El Dilema de la Democracia: Buscando Elecciones Más Económicas Sin Perder Representatividad
Desde el Salón de la Tesorería de Palacio Nacional, la presidenta Claudia Sheinbaum abordó uno de los temas más sensibles de su agenda: la prometida Reforma Electoral. Con un tono conciliador pero firme, la mandataria delineó los principios que guiarán esta reforma, tratando de disipar los temores de opositores y analistas por igual.
“El objetivo central es disminuir el costo de las elecciones y garantizar procesos transparentes, universales y libres”, declaró Sheinbaum, reconociendo que aún no existe una propuesta definitiva y que su equipo está recabando “distintas opiniones” para elaborarla. La presidenta fue enfática en desmentir uno de los rumores que más han circulado: que la reforma busca eliminar la representación de las minorías en el Congreso. “Este proyecto no busca eliminar la presencia de las minorías”, aclaró.
Sin embargo, puso el dedo en la llaga de un malestar popular ampliamente reconocido: el costo y la percepción de los diputados plurinominales. “El diputado plurinominal que se reconoce como aquel que no surge del voto popular de manera directa y la gente no está de acuerdo. Entonces, tenemos que cambiar eso”, explicó, señalando que estas listas representan “una erogación muy grande”.

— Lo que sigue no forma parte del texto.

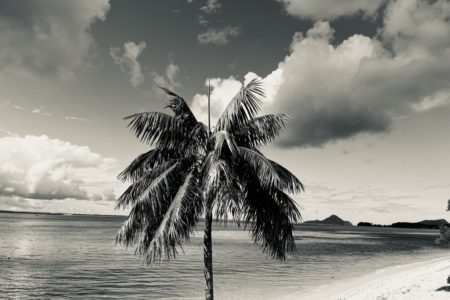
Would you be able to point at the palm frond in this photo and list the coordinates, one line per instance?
(269, 173)
(270, 217)
(289, 182)
(150, 198)
(176, 226)
(146, 162)
(179, 106)
(260, 131)
(218, 139)
(159, 129)
(242, 108)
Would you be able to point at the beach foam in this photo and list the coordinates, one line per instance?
(412, 281)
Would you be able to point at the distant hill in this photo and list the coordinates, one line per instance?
(425, 224)
(331, 220)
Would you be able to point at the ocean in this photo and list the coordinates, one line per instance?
(74, 257)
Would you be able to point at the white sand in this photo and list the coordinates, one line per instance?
(413, 281)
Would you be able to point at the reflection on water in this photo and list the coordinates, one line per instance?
(74, 257)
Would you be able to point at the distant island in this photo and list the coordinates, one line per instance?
(331, 220)
(425, 224)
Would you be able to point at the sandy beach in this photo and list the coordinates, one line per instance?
(419, 280)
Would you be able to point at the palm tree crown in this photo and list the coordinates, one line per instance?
(192, 171)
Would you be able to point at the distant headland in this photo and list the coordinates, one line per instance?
(425, 224)
(331, 220)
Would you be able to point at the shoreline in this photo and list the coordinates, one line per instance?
(418, 280)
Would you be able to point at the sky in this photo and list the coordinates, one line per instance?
(366, 84)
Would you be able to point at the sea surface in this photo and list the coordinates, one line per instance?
(74, 257)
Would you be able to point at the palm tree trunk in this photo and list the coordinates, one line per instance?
(207, 255)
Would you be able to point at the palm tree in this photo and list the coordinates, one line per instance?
(193, 171)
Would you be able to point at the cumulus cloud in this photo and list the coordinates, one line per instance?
(169, 80)
(218, 36)
(222, 91)
(211, 6)
(48, 37)
(324, 10)
(127, 59)
(41, 168)
(363, 84)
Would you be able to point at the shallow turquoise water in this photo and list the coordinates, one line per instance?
(74, 257)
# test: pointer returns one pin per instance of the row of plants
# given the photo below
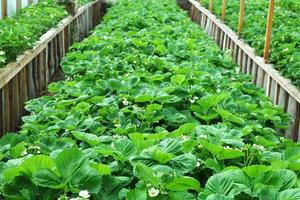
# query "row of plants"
(22, 31)
(151, 109)
(285, 46)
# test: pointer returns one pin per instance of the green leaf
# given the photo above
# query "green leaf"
(36, 163)
(211, 100)
(230, 154)
(17, 150)
(178, 79)
(145, 173)
(183, 184)
(254, 170)
(136, 194)
(218, 197)
(181, 196)
(47, 178)
(115, 84)
(143, 98)
(184, 163)
(91, 139)
(102, 169)
(291, 194)
(68, 161)
(160, 156)
(171, 145)
(86, 178)
(221, 184)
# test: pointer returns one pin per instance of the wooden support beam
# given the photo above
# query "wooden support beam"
(4, 8)
(19, 4)
(241, 17)
(269, 30)
(224, 7)
(211, 5)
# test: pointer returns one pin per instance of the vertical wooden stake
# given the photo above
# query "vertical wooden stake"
(241, 18)
(269, 30)
(4, 8)
(211, 5)
(18, 4)
(224, 7)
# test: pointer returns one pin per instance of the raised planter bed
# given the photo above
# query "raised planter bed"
(28, 77)
(280, 90)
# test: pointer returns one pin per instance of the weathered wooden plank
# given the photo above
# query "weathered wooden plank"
(292, 109)
(5, 108)
(10, 70)
(14, 103)
(275, 85)
(254, 72)
(32, 90)
(285, 83)
(273, 88)
(1, 114)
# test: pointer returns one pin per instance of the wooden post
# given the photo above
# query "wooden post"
(241, 18)
(269, 30)
(211, 5)
(224, 7)
(4, 8)
(18, 4)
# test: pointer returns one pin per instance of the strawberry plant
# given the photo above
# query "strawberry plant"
(285, 46)
(151, 109)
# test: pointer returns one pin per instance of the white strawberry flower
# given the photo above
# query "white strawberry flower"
(84, 194)
(203, 136)
(112, 145)
(185, 137)
(227, 147)
(24, 153)
(153, 192)
(192, 100)
(125, 102)
(259, 147)
(118, 125)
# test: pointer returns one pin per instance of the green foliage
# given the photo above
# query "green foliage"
(151, 109)
(285, 47)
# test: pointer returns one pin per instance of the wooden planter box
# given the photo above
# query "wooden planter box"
(70, 7)
(28, 77)
(280, 90)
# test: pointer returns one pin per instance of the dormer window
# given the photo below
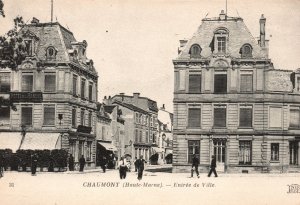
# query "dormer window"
(246, 51)
(51, 53)
(195, 51)
(220, 40)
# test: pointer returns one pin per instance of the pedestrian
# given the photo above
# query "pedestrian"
(34, 160)
(81, 163)
(71, 163)
(135, 164)
(140, 167)
(103, 163)
(2, 159)
(195, 164)
(123, 167)
(213, 166)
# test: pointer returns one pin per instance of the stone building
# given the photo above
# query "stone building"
(54, 92)
(229, 101)
(140, 115)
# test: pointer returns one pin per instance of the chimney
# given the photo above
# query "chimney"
(35, 20)
(222, 15)
(262, 37)
(136, 98)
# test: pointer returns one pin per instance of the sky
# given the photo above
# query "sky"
(133, 42)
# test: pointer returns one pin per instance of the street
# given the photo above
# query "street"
(154, 188)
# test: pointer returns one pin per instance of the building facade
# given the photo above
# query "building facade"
(140, 115)
(54, 94)
(229, 101)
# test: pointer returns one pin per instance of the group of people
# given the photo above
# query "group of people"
(196, 162)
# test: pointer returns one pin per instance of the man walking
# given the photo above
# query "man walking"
(213, 166)
(81, 163)
(122, 167)
(140, 167)
(71, 163)
(195, 164)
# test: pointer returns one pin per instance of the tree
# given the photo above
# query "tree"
(12, 47)
(1, 8)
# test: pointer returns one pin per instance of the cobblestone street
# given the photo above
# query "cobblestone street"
(159, 188)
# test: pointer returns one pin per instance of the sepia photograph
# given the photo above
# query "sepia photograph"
(149, 102)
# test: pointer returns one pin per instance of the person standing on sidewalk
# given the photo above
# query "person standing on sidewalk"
(140, 167)
(195, 164)
(81, 163)
(213, 166)
(33, 164)
(122, 167)
(71, 163)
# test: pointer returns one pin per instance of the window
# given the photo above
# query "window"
(89, 151)
(195, 83)
(246, 83)
(245, 116)
(28, 46)
(82, 120)
(194, 117)
(275, 151)
(90, 119)
(221, 44)
(90, 91)
(4, 116)
(275, 117)
(246, 51)
(50, 82)
(136, 136)
(82, 88)
(245, 154)
(141, 136)
(220, 117)
(73, 117)
(26, 113)
(220, 83)
(49, 115)
(193, 148)
(4, 82)
(75, 85)
(27, 83)
(195, 51)
(147, 137)
(51, 53)
(295, 117)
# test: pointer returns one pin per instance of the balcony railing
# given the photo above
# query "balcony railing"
(36, 97)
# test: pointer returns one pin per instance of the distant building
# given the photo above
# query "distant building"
(140, 115)
(54, 92)
(165, 139)
(230, 102)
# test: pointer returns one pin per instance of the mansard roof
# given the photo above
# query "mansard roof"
(236, 30)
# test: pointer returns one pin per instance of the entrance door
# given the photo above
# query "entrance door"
(220, 153)
(294, 152)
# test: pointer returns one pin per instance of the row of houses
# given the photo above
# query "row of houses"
(50, 101)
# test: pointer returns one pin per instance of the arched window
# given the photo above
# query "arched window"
(246, 51)
(195, 51)
(51, 53)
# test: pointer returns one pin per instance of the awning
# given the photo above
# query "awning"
(108, 146)
(10, 140)
(41, 141)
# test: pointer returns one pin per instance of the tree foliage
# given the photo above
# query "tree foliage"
(12, 47)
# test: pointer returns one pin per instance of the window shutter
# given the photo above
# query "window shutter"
(195, 83)
(220, 117)
(245, 117)
(220, 83)
(194, 117)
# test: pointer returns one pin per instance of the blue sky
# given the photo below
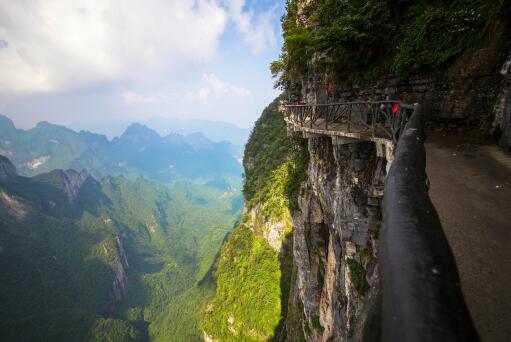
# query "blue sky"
(81, 63)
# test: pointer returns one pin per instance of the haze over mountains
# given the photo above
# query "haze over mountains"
(109, 260)
(213, 130)
(139, 150)
(110, 240)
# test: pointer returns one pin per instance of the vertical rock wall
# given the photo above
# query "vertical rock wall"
(335, 241)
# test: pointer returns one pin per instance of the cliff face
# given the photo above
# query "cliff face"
(321, 223)
(334, 240)
(466, 92)
(302, 264)
(7, 169)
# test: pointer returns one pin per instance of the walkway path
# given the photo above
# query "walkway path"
(471, 190)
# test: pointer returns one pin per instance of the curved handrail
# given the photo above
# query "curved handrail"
(421, 295)
(375, 119)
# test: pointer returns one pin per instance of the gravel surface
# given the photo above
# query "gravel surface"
(470, 186)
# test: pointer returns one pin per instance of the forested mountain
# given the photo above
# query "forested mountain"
(114, 260)
(139, 150)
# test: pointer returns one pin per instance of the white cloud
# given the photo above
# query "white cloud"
(55, 45)
(224, 87)
(214, 86)
(257, 30)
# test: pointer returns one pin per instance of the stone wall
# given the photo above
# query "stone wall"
(334, 241)
(471, 95)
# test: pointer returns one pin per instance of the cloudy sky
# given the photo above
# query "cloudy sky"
(86, 62)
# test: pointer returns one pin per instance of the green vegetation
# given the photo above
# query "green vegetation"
(58, 258)
(253, 279)
(366, 39)
(275, 164)
(358, 276)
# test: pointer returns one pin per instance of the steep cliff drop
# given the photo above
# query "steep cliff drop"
(304, 263)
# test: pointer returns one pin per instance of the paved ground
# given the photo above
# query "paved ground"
(471, 190)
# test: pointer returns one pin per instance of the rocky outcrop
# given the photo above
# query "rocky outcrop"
(471, 94)
(7, 169)
(501, 127)
(73, 181)
(334, 240)
(12, 207)
(120, 283)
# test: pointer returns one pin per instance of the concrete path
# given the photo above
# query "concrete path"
(471, 190)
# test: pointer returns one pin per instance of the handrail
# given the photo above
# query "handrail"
(421, 295)
(375, 119)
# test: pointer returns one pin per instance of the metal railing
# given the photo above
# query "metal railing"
(421, 295)
(376, 119)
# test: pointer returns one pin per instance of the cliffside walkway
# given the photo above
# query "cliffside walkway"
(377, 121)
(421, 298)
(470, 189)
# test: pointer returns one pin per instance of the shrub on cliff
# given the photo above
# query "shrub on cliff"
(364, 39)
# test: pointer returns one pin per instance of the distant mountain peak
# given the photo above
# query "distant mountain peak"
(138, 133)
(73, 181)
(5, 122)
(7, 169)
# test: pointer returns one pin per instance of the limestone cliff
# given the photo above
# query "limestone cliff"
(303, 263)
(334, 239)
(7, 169)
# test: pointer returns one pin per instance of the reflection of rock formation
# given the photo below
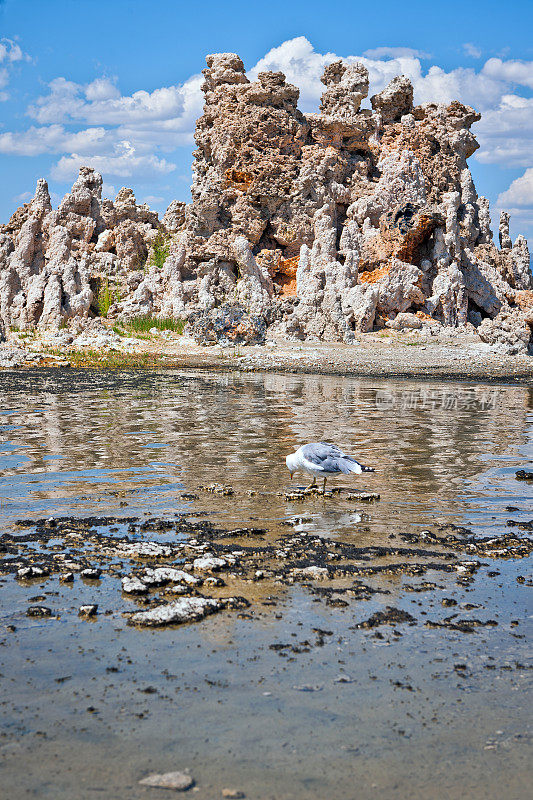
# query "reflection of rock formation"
(323, 224)
(423, 440)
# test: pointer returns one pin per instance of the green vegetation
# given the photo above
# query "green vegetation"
(109, 359)
(140, 325)
(106, 297)
(161, 249)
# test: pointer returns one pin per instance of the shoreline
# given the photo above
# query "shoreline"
(390, 355)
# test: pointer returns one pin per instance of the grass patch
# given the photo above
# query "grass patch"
(96, 359)
(145, 324)
(106, 297)
(160, 249)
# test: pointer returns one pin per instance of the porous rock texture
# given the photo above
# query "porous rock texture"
(311, 226)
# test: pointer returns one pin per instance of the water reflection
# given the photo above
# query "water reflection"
(71, 435)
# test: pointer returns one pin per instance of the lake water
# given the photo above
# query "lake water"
(290, 699)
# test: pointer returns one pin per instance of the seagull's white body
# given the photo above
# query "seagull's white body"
(321, 459)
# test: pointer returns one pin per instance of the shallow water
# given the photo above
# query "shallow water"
(88, 708)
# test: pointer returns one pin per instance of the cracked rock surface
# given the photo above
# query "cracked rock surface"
(310, 226)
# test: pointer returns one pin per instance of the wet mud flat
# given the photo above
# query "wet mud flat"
(124, 573)
(162, 614)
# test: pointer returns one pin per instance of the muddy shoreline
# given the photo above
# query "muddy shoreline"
(378, 355)
(173, 603)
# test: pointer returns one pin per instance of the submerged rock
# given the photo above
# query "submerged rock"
(180, 781)
(186, 609)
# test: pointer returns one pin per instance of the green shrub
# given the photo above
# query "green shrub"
(146, 323)
(160, 249)
(106, 297)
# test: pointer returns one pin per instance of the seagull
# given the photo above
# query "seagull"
(323, 459)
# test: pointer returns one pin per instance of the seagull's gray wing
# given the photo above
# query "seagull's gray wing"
(325, 457)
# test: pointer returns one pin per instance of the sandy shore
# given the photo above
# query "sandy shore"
(382, 354)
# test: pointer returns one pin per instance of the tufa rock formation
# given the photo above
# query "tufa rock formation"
(309, 225)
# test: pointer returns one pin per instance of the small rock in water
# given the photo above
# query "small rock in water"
(169, 780)
(133, 585)
(217, 488)
(523, 475)
(91, 574)
(89, 610)
(209, 563)
(25, 573)
(38, 611)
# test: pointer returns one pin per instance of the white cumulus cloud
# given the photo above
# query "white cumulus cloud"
(128, 135)
(125, 162)
(519, 193)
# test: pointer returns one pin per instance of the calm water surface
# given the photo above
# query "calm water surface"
(89, 707)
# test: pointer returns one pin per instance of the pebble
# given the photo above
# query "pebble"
(38, 611)
(133, 585)
(91, 574)
(89, 610)
(180, 781)
(209, 563)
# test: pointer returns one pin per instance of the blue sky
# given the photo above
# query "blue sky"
(115, 83)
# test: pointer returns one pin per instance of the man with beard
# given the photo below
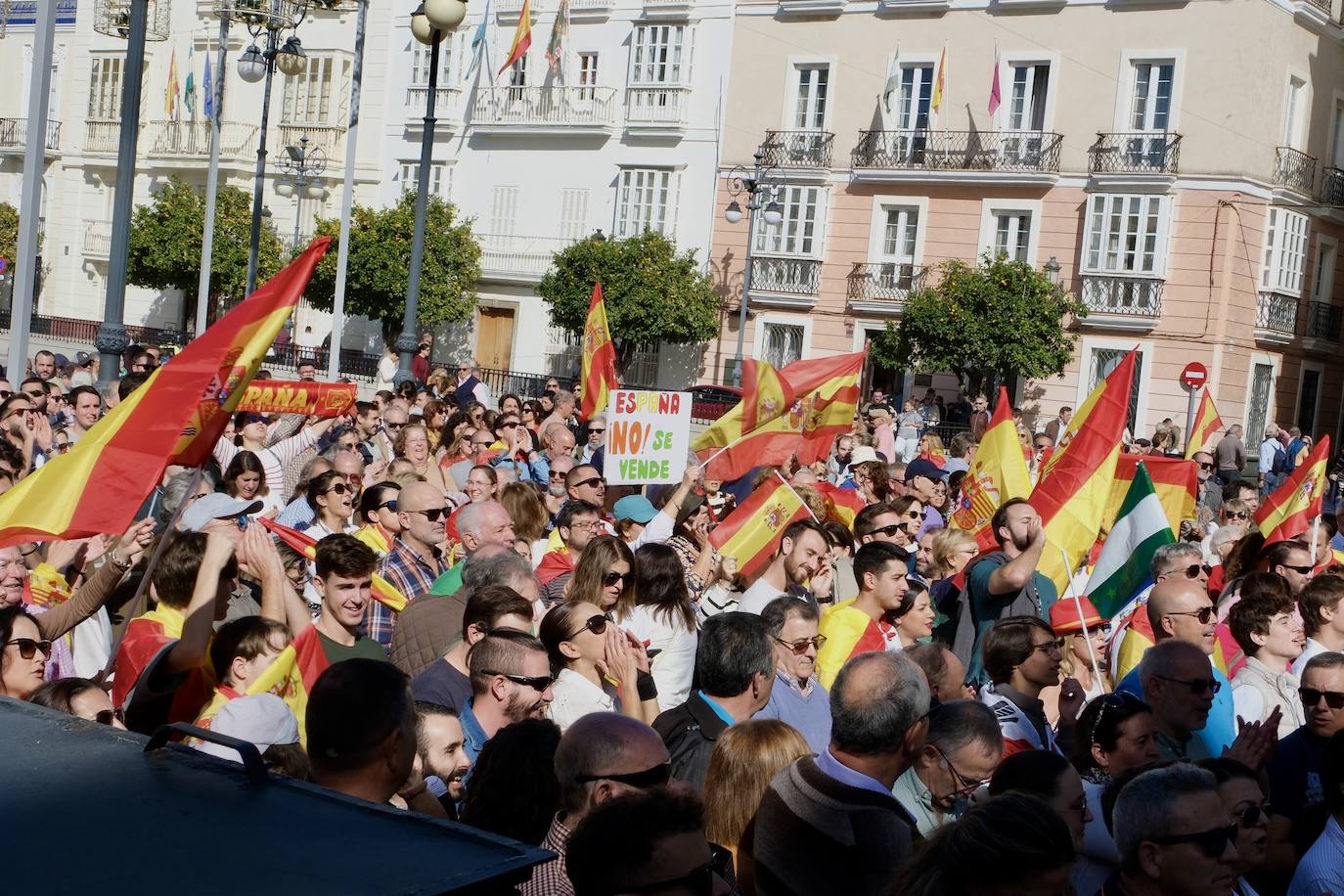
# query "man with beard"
(801, 558)
(1005, 582)
(511, 681)
(439, 749)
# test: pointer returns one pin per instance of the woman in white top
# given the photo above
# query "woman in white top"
(660, 615)
(594, 665)
(250, 435)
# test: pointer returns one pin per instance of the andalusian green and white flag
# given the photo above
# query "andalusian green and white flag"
(1125, 561)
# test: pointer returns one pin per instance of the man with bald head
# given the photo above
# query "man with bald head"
(1179, 608)
(603, 755)
(416, 558)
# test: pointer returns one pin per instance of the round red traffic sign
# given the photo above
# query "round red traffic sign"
(1193, 375)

Quizás la aclaración más crucial vino al abordar el futuro del Instituto Nacional Electoral (INE). Ante especulaciones de que el organismo podría ser absorbido por la Secretaría de Gobernación, Sheinbaum fue categórica: “Ya lo dije, la independencia del INE, del padrón electoral, de la lista nominal. Eso no tiene problema”. El corazón del debate, insistió, no es la autonomía del árbitro electoral, sino la eficiencia: “El tema es cómo disminuimos el costo al pueblo de México de las elecciones”. La crónica de esta reforma apenas comienza, pero la presidenta ha marcado su territorio: transparencia sí, gasto excesivo no.